His resignation comes ahead of an RBI board meeting Friday. Patel apparently disagreed with decisions being made by the committees formed at last month's board meeting to investigate issues related to lending restrictions at weak banks and the central bank's surplus reserves, as well as increasing the liquidity to India's shadow banks after the Infrastructure Leasing & Financial Services payment default that threatened a systemic crisis.
Japan's Nomurasays the central bank's next policy meeting will involve governance reform, encompassing the level of engagement between the RBI and its central board as well as the functioning of the board's subcommittees.

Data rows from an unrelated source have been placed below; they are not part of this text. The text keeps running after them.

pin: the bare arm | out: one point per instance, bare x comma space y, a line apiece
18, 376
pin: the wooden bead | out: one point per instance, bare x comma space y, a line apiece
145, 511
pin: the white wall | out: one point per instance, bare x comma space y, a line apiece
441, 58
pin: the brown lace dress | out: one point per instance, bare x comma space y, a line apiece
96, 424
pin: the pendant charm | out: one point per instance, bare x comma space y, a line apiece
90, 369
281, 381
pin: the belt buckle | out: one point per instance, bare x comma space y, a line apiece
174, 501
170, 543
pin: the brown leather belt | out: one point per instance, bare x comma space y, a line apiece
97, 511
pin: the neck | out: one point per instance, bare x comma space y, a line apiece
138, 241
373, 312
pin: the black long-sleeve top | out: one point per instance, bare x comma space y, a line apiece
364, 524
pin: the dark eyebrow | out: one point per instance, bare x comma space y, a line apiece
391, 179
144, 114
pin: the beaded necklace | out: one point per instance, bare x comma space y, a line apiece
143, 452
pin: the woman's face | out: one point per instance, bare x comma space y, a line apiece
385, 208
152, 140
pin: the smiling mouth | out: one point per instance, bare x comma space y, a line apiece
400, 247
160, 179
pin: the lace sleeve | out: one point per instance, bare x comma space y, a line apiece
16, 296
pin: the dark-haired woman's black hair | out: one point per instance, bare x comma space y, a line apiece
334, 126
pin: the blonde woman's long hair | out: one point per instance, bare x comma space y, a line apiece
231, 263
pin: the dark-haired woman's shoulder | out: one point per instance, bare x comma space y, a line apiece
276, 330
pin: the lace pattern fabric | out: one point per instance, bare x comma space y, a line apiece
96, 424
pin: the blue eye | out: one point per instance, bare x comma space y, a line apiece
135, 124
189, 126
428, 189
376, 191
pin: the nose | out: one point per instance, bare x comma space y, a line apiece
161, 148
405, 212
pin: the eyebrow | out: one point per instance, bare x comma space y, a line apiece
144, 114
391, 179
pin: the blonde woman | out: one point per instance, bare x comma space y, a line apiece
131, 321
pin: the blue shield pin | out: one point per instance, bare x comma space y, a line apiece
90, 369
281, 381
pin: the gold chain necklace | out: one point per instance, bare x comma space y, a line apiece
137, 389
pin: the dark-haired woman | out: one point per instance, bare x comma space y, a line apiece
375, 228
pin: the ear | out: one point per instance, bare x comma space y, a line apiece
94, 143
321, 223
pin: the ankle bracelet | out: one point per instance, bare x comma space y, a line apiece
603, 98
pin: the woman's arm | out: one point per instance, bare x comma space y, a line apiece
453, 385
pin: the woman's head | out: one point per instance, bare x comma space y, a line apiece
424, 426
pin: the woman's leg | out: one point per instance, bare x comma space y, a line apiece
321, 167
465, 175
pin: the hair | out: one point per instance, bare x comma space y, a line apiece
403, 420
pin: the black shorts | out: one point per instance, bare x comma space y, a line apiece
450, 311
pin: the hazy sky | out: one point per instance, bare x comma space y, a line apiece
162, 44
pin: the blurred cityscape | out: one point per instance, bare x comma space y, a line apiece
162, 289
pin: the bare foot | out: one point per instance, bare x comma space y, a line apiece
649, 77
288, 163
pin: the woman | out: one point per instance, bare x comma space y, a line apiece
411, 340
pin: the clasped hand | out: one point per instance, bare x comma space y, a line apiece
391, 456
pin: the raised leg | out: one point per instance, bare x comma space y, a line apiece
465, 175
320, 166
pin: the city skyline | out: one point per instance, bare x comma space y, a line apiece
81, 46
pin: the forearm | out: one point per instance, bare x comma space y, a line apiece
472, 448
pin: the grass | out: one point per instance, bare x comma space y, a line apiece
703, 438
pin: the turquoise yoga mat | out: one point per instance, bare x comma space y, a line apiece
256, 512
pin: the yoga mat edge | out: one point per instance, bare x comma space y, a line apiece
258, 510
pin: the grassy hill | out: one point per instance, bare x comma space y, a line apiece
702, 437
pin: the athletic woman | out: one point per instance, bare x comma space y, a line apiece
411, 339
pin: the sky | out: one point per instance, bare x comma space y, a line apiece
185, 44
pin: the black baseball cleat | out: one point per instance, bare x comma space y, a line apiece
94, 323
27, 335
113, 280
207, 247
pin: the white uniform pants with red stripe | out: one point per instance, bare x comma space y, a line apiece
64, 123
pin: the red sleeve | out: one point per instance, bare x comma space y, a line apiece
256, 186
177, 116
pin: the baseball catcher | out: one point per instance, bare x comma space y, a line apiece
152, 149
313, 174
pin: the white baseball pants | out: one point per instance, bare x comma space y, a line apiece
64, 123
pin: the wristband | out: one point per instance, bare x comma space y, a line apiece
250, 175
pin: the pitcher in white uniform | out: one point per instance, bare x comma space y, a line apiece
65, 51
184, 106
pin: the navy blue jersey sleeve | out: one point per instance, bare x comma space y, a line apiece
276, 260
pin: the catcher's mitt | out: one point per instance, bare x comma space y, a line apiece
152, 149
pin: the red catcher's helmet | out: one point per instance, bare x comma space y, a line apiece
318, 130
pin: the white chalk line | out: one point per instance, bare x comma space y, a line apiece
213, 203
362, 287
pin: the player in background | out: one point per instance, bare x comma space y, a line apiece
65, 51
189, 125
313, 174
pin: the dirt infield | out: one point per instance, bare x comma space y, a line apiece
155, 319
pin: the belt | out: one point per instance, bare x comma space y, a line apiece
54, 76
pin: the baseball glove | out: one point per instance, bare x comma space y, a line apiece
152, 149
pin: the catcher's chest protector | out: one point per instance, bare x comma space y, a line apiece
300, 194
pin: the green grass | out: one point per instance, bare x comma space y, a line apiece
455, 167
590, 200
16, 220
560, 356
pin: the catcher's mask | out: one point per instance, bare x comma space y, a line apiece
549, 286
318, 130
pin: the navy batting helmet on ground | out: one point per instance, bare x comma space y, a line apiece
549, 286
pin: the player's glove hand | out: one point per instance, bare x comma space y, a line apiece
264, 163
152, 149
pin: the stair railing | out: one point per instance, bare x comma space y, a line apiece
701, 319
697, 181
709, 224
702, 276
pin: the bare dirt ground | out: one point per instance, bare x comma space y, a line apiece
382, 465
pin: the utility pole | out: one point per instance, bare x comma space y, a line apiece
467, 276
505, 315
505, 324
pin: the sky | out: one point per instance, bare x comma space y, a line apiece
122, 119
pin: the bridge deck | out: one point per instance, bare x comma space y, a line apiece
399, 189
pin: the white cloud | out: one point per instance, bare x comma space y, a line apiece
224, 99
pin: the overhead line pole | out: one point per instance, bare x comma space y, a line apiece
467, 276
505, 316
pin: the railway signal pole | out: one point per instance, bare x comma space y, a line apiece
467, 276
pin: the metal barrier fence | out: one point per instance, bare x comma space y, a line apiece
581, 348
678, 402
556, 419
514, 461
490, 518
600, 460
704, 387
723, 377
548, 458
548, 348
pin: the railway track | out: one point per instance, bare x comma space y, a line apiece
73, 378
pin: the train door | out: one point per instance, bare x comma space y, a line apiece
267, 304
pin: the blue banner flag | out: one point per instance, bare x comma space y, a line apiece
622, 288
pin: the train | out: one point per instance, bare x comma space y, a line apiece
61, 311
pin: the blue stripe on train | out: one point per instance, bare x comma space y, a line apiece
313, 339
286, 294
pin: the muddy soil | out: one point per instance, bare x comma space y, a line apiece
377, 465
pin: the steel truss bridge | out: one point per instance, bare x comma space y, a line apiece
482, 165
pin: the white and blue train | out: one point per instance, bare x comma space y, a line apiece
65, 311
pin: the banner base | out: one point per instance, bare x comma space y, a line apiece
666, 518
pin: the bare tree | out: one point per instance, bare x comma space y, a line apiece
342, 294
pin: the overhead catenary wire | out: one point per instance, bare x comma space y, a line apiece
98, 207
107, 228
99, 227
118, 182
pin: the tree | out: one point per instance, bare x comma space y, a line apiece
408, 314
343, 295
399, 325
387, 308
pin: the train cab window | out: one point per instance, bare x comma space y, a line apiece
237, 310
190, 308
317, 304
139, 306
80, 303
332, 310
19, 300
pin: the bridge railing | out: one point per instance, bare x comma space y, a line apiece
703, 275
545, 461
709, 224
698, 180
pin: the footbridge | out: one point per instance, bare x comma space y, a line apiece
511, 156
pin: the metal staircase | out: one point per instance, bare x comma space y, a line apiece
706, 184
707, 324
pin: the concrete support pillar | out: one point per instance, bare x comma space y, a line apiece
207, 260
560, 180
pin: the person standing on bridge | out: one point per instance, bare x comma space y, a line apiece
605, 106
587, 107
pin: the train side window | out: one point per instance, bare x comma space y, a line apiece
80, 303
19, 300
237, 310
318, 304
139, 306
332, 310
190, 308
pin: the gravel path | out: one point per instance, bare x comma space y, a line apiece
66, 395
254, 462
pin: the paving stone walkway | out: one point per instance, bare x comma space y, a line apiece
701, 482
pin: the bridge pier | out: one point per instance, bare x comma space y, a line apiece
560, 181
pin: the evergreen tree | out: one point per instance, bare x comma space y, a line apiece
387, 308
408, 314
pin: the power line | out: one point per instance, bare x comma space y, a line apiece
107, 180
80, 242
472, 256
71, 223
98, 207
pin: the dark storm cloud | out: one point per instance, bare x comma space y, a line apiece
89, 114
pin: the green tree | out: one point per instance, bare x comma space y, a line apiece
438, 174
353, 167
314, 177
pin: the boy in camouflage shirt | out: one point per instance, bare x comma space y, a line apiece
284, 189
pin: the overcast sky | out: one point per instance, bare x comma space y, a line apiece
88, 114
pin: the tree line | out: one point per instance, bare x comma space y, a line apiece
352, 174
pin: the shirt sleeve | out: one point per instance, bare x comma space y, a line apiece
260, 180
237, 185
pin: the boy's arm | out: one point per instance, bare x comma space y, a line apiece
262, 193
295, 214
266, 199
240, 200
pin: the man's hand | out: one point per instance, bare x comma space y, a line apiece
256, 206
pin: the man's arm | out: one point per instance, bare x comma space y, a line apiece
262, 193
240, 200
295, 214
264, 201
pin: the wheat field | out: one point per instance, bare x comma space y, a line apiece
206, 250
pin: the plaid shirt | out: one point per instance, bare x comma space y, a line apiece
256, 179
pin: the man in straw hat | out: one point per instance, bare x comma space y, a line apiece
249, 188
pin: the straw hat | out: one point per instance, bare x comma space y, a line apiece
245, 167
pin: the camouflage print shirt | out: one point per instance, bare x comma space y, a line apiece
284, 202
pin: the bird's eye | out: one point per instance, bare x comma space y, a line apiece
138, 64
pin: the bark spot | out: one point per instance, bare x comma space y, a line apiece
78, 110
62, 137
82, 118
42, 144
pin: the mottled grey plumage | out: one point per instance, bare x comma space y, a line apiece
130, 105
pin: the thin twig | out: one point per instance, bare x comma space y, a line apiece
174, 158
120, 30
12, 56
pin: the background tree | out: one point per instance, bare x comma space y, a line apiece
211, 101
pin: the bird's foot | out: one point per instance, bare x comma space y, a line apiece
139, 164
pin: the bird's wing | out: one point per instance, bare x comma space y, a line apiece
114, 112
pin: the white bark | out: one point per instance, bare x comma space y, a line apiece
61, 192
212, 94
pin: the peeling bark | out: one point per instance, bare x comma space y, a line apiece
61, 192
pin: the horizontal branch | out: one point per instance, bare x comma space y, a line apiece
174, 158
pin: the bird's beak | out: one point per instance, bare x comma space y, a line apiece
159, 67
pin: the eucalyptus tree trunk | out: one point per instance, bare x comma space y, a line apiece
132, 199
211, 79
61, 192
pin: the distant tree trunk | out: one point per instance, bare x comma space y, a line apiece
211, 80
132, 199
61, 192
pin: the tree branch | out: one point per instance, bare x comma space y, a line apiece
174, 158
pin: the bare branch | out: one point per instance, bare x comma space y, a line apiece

"We think both the RBI and the government are right on various issues, but the sudden resignation will lead to questions about whether the government is trying to stifle institutions and whether the resignation is a statement to protect the RBI's independence," the brokerage said in a note. "This, along with the lack of policy coordination between the RBI and the government, will mean higher India risk premium, at least in the short term, in an environment where domestic political uncertainty is anyway on the rise owing to the elections" next year.
Last month's marathon nine-hour meeting attended by all 18 board members included a decision to form an expert committee to examine the RBI's economic capital framework.
This framework governs the bank's capital requirements and transfers of surplus reserves to the government. The board also asked the central bank to consider a scheme for restructuring the stressed assets of small and midsize businesses with up to 250 million rupees ($3.49 million) in aggregate loans.
Though the government and central bank seemed to have reached a truce, New Delhi clearly held the upper hand, with a sense that pressure on the RBI was not removed.
Patel's resignation "signals that the government has come out on top in its dispute with the central bank, but at the cost of undermining the RBI's credibility and its inflation-fighting credentials," Capital Economics said in a note. "In each aspect of their dispute, the government has been pushing the RBI to take steps that would boost aggregate demand despite core inflation being well above target."
"The most worrying scenario for investors would be if the government appointed someone from the finance ministry," the note said. "But with two successive governors bowing out under pressure from the government, whoever comes next will have their work cut out to convince markets and investors that the RBI is focused on stabilizing inflation close to target."
The resignation also comes one day ahead of both the critical counting of votes in five states and the start of the Indian parliament's winter session. The stock market, already nervous as exit polls show weakness in the ruling Bharatiya Janata Party, may react sharply on Tuesday when it opens to the news of Patel's resignation.
Opposition parties, already targeting Modi ahead of next year's election, are prepared to make an issue of Patel's resignation in parliament, a senior opposition leader said.
"As a gentleman economist, he had to tender his resignation because he is not comfortable to work in the environment under the present ... government," Veerappa Moily, head of the Parliamentary Standing Committee on Finance and a senior Indian National Congress party leader, told the Nikkei Asian Review. "Most unfortunate that they are demolishing one institution after another. They also wanted to encroach upon the autonomy of the Supreme Court, and now they have come to the RBI."
Modi's government also faces a slowing economy, jobless growth and a widening trade deficit, while taking criticism for its controversial revision of GDP data covering the previous government's term.
The revised data shows India's economic growth at an average of 6.7% during the last government, compared with 7.3% under Modi. Many argue that revising the gross domestic product figures is a political move ahead of the elections, and have questioned the reliability of the statistics.